The review of our experience shows the low efficacy of percutaneous drainage and sclerotherapy.4 The most effective treatment for symptomatic simple hepatic cysts is laparoscopic fenestration with low morbidity and mortality and recurrence. Given the high recurrence rate, we believe that drainage with sclerotherapy should be reserved for improving symptoms in patients who are not optimal for surgery.14
Our work offers a description of the diagnosis and treatment of symptomatic simple cysts. However, it has a number of limitations, firstly, the limited number of cases, especially considering the low frequency of CMN. The selection of symptomatic SHC may be a selection bias; however, we focused on these cases as this is the most frequent clinical scenario. As the study is a retrospective analysis of a prospective database, not all patients were studied equally, and tumour marker testing is not available in all cases. The loss of long-term follow-up is another limitation to be considered. Finally, as mentioned above, although TAG72 seems to be a useful marker, we cannot test for it in our centre.

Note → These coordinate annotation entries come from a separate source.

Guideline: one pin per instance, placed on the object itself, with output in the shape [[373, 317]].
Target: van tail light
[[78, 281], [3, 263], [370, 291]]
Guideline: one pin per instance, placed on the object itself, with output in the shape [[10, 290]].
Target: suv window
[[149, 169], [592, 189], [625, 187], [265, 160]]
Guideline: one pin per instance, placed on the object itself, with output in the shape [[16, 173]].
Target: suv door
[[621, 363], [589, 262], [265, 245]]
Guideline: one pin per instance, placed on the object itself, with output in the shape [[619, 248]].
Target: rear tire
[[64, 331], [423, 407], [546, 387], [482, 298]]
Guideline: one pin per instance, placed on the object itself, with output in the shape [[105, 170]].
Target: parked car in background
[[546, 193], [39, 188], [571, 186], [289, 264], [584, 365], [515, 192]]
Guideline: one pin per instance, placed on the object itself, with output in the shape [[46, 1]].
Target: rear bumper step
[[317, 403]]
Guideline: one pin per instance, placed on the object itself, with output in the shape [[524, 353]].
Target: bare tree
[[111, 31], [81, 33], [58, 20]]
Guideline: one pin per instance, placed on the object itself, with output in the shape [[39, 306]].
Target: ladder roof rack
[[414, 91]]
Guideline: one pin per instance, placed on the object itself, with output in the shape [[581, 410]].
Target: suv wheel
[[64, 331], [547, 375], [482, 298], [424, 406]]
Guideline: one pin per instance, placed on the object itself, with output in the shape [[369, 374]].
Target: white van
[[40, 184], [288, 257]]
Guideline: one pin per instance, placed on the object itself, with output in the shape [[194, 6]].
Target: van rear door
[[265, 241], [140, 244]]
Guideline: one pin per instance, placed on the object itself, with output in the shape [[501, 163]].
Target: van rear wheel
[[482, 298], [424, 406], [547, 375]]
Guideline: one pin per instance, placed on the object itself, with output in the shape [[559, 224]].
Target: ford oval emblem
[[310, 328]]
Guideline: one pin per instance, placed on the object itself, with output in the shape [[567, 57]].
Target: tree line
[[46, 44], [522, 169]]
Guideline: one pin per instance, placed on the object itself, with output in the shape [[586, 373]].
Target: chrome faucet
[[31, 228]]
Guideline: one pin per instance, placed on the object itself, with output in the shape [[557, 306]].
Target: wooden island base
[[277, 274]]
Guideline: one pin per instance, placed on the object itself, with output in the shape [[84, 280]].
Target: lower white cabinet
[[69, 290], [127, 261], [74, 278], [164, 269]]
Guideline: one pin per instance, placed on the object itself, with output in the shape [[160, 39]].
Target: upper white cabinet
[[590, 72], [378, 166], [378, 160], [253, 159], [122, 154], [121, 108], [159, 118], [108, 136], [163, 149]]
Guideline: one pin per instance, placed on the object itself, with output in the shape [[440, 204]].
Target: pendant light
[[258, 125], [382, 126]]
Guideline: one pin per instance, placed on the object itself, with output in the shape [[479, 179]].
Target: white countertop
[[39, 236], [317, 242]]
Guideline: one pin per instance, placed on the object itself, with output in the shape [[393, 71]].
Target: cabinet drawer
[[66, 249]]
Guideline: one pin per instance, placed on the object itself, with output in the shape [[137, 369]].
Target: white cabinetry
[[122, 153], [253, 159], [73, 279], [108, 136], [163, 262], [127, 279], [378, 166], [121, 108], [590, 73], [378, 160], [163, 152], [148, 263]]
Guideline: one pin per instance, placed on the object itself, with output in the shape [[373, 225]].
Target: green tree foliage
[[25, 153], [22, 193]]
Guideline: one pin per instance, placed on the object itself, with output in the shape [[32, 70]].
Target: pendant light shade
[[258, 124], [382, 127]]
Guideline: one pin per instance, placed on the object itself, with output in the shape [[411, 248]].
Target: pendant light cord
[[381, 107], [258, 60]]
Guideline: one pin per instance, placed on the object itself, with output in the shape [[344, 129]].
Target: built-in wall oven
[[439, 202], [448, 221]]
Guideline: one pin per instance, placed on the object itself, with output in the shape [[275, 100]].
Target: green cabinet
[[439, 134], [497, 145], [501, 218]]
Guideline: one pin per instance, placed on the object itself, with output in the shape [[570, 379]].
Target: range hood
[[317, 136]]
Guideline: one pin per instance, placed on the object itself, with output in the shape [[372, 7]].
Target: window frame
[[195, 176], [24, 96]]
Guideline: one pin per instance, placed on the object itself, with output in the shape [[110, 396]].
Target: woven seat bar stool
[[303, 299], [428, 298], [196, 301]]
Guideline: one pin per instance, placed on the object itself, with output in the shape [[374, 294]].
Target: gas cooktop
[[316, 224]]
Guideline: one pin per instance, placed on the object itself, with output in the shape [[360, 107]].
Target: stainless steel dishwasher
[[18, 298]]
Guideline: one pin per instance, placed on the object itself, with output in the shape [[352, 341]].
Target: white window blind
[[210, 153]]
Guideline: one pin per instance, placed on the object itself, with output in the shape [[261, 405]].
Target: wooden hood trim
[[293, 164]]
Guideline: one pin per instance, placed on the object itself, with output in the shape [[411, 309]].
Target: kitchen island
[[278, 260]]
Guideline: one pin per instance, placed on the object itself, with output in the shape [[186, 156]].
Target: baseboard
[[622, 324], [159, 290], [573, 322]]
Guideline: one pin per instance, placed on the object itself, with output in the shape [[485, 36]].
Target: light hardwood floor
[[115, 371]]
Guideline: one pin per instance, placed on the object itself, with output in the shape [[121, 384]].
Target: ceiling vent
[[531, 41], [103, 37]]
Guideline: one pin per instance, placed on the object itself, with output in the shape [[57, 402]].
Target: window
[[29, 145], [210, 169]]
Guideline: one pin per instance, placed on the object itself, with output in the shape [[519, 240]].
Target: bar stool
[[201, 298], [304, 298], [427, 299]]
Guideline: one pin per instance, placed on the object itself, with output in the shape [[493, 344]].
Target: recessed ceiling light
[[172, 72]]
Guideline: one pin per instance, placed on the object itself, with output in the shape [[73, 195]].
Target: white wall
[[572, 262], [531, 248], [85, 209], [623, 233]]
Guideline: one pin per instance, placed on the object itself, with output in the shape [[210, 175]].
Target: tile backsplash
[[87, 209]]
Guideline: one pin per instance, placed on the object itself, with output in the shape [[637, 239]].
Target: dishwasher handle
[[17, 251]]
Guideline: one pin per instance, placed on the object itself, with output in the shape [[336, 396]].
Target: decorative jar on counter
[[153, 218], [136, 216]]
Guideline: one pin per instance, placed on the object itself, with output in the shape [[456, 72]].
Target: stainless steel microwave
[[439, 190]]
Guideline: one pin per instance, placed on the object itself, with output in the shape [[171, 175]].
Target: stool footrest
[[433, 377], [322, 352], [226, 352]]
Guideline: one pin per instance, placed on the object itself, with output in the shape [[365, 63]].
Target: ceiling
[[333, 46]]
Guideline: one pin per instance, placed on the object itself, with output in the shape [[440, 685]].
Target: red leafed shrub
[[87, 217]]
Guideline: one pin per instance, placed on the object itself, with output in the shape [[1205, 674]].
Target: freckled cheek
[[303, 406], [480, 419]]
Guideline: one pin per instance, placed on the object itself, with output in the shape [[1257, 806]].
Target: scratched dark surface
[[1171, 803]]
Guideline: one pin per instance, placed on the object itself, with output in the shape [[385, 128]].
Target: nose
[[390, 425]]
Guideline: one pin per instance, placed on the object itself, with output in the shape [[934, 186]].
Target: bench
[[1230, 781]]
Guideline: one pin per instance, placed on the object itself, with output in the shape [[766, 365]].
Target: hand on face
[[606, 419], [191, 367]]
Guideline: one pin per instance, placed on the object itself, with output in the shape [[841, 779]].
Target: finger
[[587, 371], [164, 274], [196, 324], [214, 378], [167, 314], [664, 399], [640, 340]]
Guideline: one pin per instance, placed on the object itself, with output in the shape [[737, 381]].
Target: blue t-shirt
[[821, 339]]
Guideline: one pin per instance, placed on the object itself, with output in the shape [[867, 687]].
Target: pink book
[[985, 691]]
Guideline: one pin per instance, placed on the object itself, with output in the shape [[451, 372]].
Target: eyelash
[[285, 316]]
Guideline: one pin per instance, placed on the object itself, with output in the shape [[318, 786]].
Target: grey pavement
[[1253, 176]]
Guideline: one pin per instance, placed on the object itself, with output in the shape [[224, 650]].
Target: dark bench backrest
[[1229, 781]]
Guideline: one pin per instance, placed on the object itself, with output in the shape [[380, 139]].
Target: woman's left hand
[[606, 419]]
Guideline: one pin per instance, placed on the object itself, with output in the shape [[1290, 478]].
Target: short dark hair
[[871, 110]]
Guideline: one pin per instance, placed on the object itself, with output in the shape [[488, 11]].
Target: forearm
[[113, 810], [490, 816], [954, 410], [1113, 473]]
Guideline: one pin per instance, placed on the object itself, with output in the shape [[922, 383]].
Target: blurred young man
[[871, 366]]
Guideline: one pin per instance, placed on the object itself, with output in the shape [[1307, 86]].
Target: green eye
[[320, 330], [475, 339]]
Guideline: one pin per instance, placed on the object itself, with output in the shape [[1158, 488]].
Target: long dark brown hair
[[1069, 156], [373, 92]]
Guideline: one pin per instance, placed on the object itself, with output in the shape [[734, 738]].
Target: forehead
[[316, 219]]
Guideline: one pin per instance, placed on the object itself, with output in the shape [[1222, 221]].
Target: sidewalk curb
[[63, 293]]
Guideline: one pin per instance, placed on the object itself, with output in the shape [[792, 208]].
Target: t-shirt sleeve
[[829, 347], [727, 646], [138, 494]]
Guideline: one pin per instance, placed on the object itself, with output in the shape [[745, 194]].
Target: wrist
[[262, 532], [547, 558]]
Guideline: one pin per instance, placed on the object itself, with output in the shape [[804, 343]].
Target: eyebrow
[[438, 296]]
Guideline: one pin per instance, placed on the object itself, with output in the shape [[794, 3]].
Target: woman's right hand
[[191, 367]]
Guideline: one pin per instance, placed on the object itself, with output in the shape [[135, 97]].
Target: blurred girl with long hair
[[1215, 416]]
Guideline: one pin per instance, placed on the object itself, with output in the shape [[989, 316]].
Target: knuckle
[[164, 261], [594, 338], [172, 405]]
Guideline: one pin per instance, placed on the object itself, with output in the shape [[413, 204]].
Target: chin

However, the scarcity of published literature is noteworthy, and therefore this study may be useful to provide more information on the management of cystic liver disease in our setting and constitute a first step for future studies. Future studies should perhaps be based on the search for new intracystic markers.
In conclusion, intracystic CEA and CA 19−9 tumour marker values do not enable us to distinguish simple cysts from hepatic cystic neoplasms due to their null positive predictive value.
The diagnosis of cystic lesions, especially if there is suspicion of malignancy, should not be based solely on one diagnostic test but on a combination of them, and the review of individual cases in a multidisciplinary committee.
FundingThis research did not receive any specific grant from funding agencies in the public, commercial, or not-for-profit sectors.
Conflict of interestThe authors declare that they have no conflicts of interest.